- Cover to Vermillion No. 1: Starlight Drive, art by Al Davison

Publication information
- Publisher: Helix (DC Comics imprint)
- Schedule: Monthly
- Format: Ongoing series
- Publication date: 1996 – 1997
- No. of issues: 12
- Main character: Jonathan Cave

Creative team
- Created by: Lucius Shepard
- Written by: Lucius Shepard
- Artist(s): Al Davison John Totleben Gary Erskine
- Inker: Angus McKie
- Colorist: Kim DeMulder
- Editor: Stuart Moore

= Vermillion (Helix) =

Vermillion is a dark science fantasy comic book series set in an eponymous city located in an imagined far future or alternate reality. The series was conceived and written by science fiction author Lucius Shepard as part of the short-lived DC Comics imprint Helix.
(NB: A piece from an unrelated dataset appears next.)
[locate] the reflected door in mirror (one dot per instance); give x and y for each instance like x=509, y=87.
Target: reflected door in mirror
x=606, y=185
The title was cancelled after a one-year publication run shortly before the Helix imprint was itself cancelled by DC and its remaining titles shifted across to the Vertigo line.

==Plot==
The series narrates the tale of its major protagonist Jonathan Cave, to a man named Brother Fry. It describes the last days of a previous universe whose destruction in turn spawned the never-ending dystopian city-universe of Vermillion:

...the sight of Vermillion by night oppressed me. Streets so long no man could travel their length in a thousand lifetimes. A universe that was literally a single city. My home yet not my home. As old as time by most measures, yet new to me. I would never grow used to it.
— Jonathan Cave, Vermillion #1, p.3, Oct. 96

The series included two notable story arcs during its brief print run: Starlight Drive (issues #1–7) and Lord Iron & Lady Manganese (issues #9–11).